B.C. docs no longer restricted on opioid Rx
By Gillian Slade on June 9, 2018.
gslade@medicinehatnews.com
There has been a change in requirements for B.C. doctors treating chronic pain patients and prescribing opioids.
In future they will be required to prescribe opioids without limiting the dosage, according to a Canadian Press story this week.
The announcement was unexpected in Alberta.
“I was extremely surprised. It is out of character,” said Barry Ulmer, executive director, The Chronic Pain Association of Canada.
The standard was set in B.C. in April 2016 following the increase in overdose deaths generally linked to illicit fentanyl. A link was made to illicit drugs and people who had previously been on prescription opioids.
B.C. physicians became the first in Canada to face mandatory regulations involving prescription opioids. The B.C. College of Physicians and Surgeons required doctors to limit dosages of drugs like hydromorphine, oxycodone and the fentanyl patch to the equivalent of 90 milligrams of morphine per day.
Those doctors are now required to work with the patient to determine what an appropriate dosage would be. They also cannot exclude or dismiss a patient because they are taking prescription opioids.

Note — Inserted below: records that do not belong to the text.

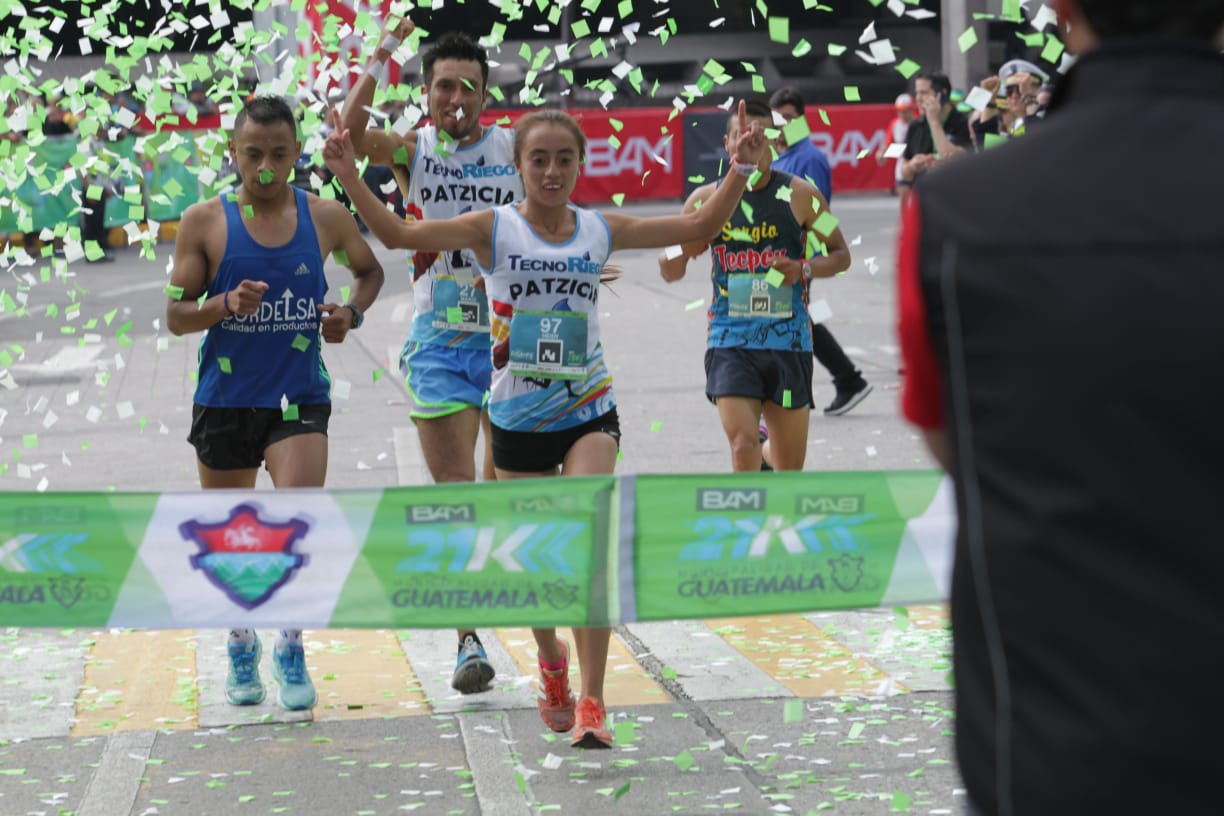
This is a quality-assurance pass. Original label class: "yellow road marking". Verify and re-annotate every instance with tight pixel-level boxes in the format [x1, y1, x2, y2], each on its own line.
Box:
[302, 629, 431, 721]
[705, 615, 900, 697]
[72, 629, 197, 736]
[906, 603, 947, 629]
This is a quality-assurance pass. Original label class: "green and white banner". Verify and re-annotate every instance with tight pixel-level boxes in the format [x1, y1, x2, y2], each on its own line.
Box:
[0, 471, 955, 629]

In the story, by Camille Bains for The Canadian Press published June 6, the B.C. college registrar Heidi Oetter is quoted as saying dismissing patients because they are on opioids is a “violation of the human rights code” and that it’s “not acceptable or ethical”.
The Alberta College of Physicians and Surgeons has always made it clear a doctor should not dismiss a patient for these reasons. On its website it asks patients who have experienced this to file a complaint.
Ulmer says it is much more subtle in Alberta. Doctors do not refuse to take a patient on and tell them it is because they are on opioids.
“I hope it changes because it is creating havoc in the pain community,” said Ulmer.
When the guidelines for prescribing opioids first emerged a few years ago in the U.S., Alberta was one of the first provinces to follow B.C.’s example with certain recommendations to follow the guidelines.
Ulmer has doubts about whether this B.C. ruling will influence the position Alberta has taken.
“The Alberta group that are pushing for the restrictions are pretty entrenched,” said Ulmer. “I hope the B.C. change will have some effect.”